At a macro level, enterprises would be able to collate information from various data points and make real-time live sentiment analysis. For example, an enterprise could collect live data from the customer’s engagement with the company, their social media posts and other data, to understand their thought process and emotional reaction about a product and make real-time interventions to either reinforce or change such perceptions.

AI to Encroach Into More Domains

AI is already helping industries such as financial services, healthcare, securities trading and life sciences in a big way. For instance, AI is taking over the role of the clinical assistant, helping physicians make faster and more reliable diagnoses. Such instances will become commonplace to the extent human intervention will become rare.
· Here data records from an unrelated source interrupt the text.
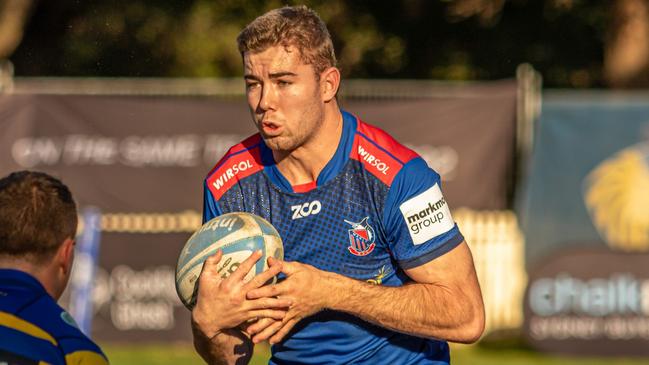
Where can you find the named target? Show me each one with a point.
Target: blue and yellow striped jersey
(36, 330)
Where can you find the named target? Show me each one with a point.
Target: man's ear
(329, 82)
(65, 254)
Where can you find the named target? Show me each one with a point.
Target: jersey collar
(21, 278)
(331, 169)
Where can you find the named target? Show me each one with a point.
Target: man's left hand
(306, 287)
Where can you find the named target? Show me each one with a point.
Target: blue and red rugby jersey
(375, 210)
(36, 330)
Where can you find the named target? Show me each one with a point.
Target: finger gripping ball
(238, 235)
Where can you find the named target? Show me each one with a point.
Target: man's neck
(304, 164)
(42, 273)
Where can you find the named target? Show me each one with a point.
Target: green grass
(461, 355)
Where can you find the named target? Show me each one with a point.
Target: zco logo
(306, 209)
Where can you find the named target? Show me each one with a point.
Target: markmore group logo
(616, 194)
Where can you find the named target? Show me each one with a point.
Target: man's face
(284, 97)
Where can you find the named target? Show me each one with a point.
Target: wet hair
(296, 26)
(37, 213)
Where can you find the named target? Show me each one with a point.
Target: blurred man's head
(38, 222)
(299, 27)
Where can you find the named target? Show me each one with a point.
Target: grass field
(461, 355)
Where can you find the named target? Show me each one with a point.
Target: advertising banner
(141, 162)
(586, 223)
(589, 177)
(589, 302)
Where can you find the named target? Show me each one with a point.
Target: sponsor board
(589, 302)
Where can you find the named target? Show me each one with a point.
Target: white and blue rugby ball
(238, 235)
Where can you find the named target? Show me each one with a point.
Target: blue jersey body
(375, 210)
(36, 330)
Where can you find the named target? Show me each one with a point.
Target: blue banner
(588, 182)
However, as of now, machines traditionally don’t do well when it comes to abstract tasks involving human capabilities such as empathy, creativity, judgment, inspiration and leadership. Two critical management functions, innovation and managing people, are still almost entirely with humans. This could change in the future thanks to AI systems becoming more mature. Presently, algorithms may suffer from some amount of bias or subjectivity, considering the algorithms are designed by humans after all. As training data gets more mature, such biases and negative effects will be quickly eradicated.

Artificial intelligence is here to stay. AI has the potential to transform how top executives make decisions, how marketers engage with customers, how enterprises compete with each other and how they develop overall to become more potent and powerful. The future of business intelligence will surely be driven by AI-enabled systems.